Wenn man Peter Lenk verstehen will, dann muss man sich die Menschen anschauen, mit denen er spielt. Also einerseits die Figuren aus seiner Werkstatt, die im Lauf eines Künstlerlebens zu einer komödiantischen Großfamilie geworden sind, noch mehr aber die Betrachter. Die Leute, die fassungslos oder belustigt vor seinen Skulpturen stehen. Die Leute, die vor Wut schäumen oder einfach nur lachen, weil der Lenk mal wieder etwas öffentlich angerichtet hat.

Nackte Tatsachen: Die "Global Players" sind Teil des Triptychons "Ludwigs Erbe" und noch bis Herbst 2010 in Ludwigshafen am Bodensee zu sehen. (Foto: Foto: ddp)

Zum Beispiel sind da diese zwei älteren Frauen, am Dialekt eindeutig als Badenerinnen zu erkennen und nicht gerade von zartem Körperbau, was sie bereits als Modelle für den Künstler qualifizieren würde. Sie sind eigens nach Ludwigshafen am westlichen Bodensee gereist, wo seit kurzem ein bildgewaltiges Triptychon die Uferpromenade schmückt. Das Relief mit dem Titel "Ludwigs Erbe" nimmt Bezug auf die badische Geschichte, aber eigentlich geht es, wie immer bei Lenk, um sehr menschliche Regungen - um Gier, Größenwahn, Macht und Unmoral. Und natürlich um den Körper mit all seinen offensichtlichen Baufehlern.
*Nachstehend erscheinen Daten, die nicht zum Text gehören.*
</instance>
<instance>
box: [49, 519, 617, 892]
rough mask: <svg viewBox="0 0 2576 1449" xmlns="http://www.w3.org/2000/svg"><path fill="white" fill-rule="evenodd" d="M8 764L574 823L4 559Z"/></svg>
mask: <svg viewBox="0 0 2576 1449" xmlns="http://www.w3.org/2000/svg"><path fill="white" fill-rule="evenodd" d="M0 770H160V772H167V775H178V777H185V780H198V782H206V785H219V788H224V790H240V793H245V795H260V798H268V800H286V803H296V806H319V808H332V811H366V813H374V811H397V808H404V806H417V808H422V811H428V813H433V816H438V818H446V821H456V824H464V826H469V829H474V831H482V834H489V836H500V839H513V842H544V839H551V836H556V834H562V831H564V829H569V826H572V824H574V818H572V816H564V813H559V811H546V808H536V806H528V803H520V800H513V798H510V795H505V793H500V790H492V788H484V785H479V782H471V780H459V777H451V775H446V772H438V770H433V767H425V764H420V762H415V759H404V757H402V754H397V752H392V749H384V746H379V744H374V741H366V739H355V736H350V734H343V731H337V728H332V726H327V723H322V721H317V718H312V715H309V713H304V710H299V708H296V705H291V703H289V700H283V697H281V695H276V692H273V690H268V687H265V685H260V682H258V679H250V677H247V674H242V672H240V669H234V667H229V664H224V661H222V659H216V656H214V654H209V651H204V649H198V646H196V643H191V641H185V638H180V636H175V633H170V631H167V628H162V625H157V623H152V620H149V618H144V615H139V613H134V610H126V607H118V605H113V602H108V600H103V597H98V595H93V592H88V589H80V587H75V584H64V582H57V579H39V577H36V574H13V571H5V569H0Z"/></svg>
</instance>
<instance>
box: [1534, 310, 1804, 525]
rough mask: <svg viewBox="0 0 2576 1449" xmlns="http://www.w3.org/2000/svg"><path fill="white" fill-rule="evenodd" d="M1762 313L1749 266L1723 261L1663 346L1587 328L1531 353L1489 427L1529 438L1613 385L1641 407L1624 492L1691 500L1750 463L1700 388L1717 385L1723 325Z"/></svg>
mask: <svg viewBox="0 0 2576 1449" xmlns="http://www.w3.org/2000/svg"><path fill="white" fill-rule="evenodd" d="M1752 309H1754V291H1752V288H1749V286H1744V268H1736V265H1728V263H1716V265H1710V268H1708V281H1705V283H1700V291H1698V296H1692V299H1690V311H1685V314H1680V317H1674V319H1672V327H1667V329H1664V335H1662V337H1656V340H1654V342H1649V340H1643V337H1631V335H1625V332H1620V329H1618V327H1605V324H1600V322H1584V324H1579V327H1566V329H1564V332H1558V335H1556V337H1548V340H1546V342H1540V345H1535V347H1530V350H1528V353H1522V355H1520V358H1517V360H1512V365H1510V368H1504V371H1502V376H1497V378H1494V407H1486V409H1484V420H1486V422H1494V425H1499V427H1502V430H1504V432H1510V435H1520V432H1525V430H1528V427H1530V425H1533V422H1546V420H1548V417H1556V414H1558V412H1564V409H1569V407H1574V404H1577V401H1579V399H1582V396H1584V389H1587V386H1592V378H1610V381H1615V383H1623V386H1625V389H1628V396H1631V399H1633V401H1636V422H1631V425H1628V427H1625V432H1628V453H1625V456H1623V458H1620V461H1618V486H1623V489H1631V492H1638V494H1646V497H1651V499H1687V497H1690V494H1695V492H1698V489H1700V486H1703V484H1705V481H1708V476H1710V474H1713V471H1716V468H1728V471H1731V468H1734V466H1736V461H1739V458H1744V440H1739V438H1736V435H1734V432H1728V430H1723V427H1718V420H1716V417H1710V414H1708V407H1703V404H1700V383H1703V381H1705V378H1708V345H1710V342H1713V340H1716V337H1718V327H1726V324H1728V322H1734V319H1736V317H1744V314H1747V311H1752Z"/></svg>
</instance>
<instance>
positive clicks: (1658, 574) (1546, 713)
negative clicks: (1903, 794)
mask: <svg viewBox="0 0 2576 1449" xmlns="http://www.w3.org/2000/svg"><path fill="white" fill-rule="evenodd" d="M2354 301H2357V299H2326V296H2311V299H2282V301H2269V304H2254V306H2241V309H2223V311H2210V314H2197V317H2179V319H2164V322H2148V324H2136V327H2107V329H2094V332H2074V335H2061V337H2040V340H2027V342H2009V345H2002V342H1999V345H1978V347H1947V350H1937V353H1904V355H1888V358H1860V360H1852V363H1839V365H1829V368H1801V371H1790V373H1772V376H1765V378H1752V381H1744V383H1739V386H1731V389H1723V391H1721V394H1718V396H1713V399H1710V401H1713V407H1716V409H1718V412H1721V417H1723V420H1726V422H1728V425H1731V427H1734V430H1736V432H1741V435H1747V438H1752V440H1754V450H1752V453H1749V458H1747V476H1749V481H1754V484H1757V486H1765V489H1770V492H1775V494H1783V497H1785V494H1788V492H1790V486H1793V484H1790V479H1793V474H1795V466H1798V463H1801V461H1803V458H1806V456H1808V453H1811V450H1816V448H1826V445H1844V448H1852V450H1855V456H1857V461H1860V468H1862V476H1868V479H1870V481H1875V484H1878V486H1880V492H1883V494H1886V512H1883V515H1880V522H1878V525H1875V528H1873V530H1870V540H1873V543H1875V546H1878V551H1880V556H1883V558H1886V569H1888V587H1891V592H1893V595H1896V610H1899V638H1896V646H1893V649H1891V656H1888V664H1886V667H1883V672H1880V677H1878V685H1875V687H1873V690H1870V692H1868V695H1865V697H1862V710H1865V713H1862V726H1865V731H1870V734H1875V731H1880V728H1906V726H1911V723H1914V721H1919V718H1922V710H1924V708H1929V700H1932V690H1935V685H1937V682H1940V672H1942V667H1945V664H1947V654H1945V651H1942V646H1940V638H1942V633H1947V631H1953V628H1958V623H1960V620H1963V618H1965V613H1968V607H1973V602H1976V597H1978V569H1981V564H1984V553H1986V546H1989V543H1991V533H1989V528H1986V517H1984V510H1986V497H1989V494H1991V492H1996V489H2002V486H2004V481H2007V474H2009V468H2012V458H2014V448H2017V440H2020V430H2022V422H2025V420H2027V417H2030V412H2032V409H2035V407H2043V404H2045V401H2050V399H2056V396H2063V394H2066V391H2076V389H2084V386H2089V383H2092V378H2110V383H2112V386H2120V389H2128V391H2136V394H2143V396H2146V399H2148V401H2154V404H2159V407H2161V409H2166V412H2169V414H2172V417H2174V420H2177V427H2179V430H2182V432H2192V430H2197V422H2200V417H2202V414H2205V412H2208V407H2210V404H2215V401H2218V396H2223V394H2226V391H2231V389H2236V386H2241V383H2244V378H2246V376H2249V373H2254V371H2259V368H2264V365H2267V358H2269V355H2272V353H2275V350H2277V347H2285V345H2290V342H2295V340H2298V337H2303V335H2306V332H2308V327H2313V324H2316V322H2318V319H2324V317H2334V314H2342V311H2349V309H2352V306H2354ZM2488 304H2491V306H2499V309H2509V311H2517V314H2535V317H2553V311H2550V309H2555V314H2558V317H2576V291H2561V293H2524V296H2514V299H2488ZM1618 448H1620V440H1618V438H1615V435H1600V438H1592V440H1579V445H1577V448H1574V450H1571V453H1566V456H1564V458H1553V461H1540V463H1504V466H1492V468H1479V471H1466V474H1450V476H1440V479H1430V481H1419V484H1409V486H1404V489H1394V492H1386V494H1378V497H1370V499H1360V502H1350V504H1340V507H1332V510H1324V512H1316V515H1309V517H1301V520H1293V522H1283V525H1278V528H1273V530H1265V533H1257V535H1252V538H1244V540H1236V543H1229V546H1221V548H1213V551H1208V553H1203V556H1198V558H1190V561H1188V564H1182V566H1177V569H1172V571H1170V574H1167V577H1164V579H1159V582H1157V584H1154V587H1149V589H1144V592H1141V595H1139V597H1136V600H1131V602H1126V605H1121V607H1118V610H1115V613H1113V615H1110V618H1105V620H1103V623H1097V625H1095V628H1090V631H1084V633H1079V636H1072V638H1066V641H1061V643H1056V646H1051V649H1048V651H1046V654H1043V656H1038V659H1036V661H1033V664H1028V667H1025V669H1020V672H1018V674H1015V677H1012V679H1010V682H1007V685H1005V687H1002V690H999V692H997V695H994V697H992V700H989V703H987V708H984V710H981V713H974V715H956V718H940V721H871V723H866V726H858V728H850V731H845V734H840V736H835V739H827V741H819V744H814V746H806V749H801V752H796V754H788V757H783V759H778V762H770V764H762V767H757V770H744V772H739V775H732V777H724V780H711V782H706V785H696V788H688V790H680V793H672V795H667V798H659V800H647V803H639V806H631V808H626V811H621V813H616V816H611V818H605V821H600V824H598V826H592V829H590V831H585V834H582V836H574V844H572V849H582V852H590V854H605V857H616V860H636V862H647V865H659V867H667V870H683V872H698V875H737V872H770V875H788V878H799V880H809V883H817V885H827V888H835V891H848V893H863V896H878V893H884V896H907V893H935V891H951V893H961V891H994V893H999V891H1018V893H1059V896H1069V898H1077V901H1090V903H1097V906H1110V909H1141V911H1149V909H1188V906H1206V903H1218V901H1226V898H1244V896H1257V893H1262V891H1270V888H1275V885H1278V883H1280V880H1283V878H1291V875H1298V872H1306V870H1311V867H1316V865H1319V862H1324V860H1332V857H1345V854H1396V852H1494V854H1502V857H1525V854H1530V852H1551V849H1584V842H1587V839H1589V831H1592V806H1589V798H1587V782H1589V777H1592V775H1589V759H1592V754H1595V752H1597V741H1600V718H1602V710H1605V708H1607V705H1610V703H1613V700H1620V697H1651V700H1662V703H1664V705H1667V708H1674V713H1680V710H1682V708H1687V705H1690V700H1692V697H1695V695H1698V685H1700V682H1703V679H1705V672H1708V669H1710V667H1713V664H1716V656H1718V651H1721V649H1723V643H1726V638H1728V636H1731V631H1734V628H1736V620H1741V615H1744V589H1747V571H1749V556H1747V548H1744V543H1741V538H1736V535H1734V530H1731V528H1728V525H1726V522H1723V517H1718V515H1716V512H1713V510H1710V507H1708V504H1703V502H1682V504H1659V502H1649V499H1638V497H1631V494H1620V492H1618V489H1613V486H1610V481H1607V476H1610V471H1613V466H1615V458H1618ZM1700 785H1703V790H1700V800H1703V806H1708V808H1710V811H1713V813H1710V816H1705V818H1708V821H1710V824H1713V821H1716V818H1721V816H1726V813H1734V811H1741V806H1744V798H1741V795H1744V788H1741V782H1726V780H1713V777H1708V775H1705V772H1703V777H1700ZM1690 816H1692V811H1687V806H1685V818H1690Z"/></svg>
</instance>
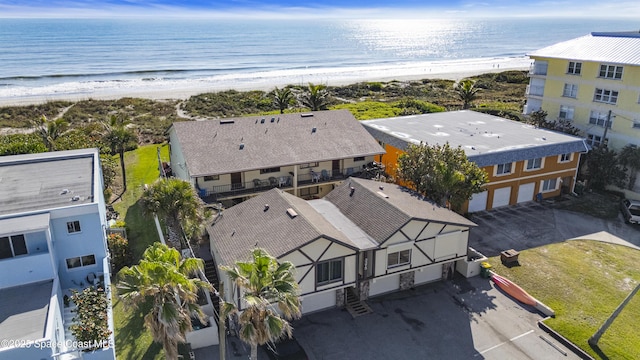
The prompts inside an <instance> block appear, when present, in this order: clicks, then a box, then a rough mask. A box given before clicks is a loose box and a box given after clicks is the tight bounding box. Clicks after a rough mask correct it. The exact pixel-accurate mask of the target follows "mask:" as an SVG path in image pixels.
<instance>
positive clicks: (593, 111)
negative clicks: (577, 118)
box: [589, 111, 613, 129]
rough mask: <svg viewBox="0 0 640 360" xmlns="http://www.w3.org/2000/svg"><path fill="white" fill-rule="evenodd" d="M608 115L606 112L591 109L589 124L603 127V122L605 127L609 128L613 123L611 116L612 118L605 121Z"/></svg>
mask: <svg viewBox="0 0 640 360" xmlns="http://www.w3.org/2000/svg"><path fill="white" fill-rule="evenodd" d="M608 117H609V114H608V113H603V112H599V111H591V113H590V114H589V124H593V125H597V126H600V127H604V124H607V127H608V128H609V129H611V125H612V124H613V117H612V119H609V122H608V123H607V118H608Z"/></svg>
Die beiden Frauen kichern und glucksen, bis ihre Gesichter glühen, sie freuen sich ganz unverhohlen über die nackte Angela Merkel - so jugendlich-straff hat man die Kanzlerin selten gesehen, und dass sie ihrem Rivalen Edmund Stoiber auf ganz unmetaphorische Weise die Stange hält, ist wieder eine dieser typischen Unverschämtheiten. Auch die braven Bürger bekommen ihr Fett weg: Im Vordergrund schaufeln die Bewohner noch hastig Würste in sich hinein, im Hintergrund sieht man sie vor einem Dixi-Klo anstehen. Einige krümmen sich schon, so dringend ist das Bedürfnis. "Des isch der Abschuss", schnauft eine Besucherin, wahrhaft angetan von dieser Verdauungsszene, und man ahnt: Wo es dermaßen körperlich wird, kann jeder mitreden, auch ohne Kunststudium und Feuilleton-Kenntnis.

"Eigentlich bin ich ja hoffnungslos veraltet", sagt der 61-jährige Künstler, als er in seinem Garten in Bodman sitzt. "Ich gehöre ins 19. Jahrhundert. Wer macht sich heute noch die Mühe, einen Körper maßstabsgetreu zu modellieren?" Allein das Anfertigen der Form aus Silikon und Gips sei eine mühevolle Arbeit, ein schwieriges Handwerk, das kaum noch jemand beherrsche.

Wenn der Guss funktioniert hat und die Figuren aus Kalkstein Gestalt annehmen, beginnt die entscheidende Frage: Darf man die Skulptur überhaupt zeigen? Eindrucksvoll ist jedenfalls die Liste der unerwünschten Kunstwerke. Fast jede hat ihre eigene Skandalgeschichte, die Lenk gerne anekdotenreich erzählt. Noch zu Zeiten des Kalten Krieges irritierte der junge Künstler die Berliner Politiker diesseits und jenseits des Eisernen Vorhangs mit seinen "Mauerkiekern", die er auf Stelzen über den Wall hinwegblicken ließ. Später hinterließ er in Berlin ein zwölf Meter langes "Narrenschiff" mit einer klerikalen Besatzung, über die die katholische Kirche gar nicht lachen konnte. Ziemlich zeitgemäß wirkt heute noch seine riesige "Karriereleiter", auf der sich die Manager beim verzweifelten Versuch, ganz an die Spitze zu gelangen, gegenseitig auf dem Kopf herumtrampeln.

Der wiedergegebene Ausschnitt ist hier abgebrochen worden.